Thursday, June 15, 2006

Just a number


I'm gonna shit myself. How do people survive
a year of this


From today's gaggle

Q Tony, American deaths in Iraq have reached 2,500. Is there any response or reaction from the President on that?

MR. SNOW: It's a number, and every time there's one of these 500 benchmarks people want something. The President would like the war to be over now. Everybody would like the war to be over now. And the one thing that we saw in Iraq this week is further testimony to the quality of the men and the women who are doing that, and the dedication and determination to try to ensure that the people of Iraq really do live in a free, effective democracy of their own creation and design.


I was going to lay a line of invective against such a horrible comment.

Instead I'l just post this:

WWII airman laid to rest, decades after crash
Associated Press

NEW YORK - A bombardier lost over the Pacific during World War II has finally been laid to rest in Queens, six decades after his death.

Lt. Frank Giugliano was one of 11 U.S. airmen who vanished when their B-24J Liberator disappeared in bad weather after bombing enemy targets in New Guinea on April 16, 1944.

The bomber was last seen off the coast and was long presumed to have crashed into the ocean.

The remains weren't recovered until 2002, when a team of specialists from the Hawaii-based Joint POW/MIA Accounting Command checked out a tip from an island resident of who had come across the crash site.

Giugliano was buried in a flag-draped coffin at St. John's Cemetery in Middle Village, Queens on Friday.

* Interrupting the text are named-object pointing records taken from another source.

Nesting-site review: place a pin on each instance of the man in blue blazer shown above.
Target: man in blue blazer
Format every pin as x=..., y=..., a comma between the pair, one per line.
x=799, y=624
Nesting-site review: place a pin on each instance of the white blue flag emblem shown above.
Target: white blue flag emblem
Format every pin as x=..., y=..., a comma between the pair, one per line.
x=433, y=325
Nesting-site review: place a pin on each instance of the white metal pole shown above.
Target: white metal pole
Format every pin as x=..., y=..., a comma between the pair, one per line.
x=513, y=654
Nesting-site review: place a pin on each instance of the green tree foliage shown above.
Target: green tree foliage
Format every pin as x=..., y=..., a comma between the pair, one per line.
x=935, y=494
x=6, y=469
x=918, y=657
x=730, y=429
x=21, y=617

"He made us proud," a 72-year-old cousin, Joe Cosenza, told the New York Daily News. "I was too young to know him, but every time I spoke to my brother he just told me more and more about him. His is a story you couldn't make up. It's fantastic that he's home."


HIs cousin was a child when Giugliano died. He is now 72 years old.

Frank Giugliano wasn't a number, he was a young man with a family who died in the service of his country and after 62 years, his family wanted to bury him with honor.

That is something Tony Snow will never understand.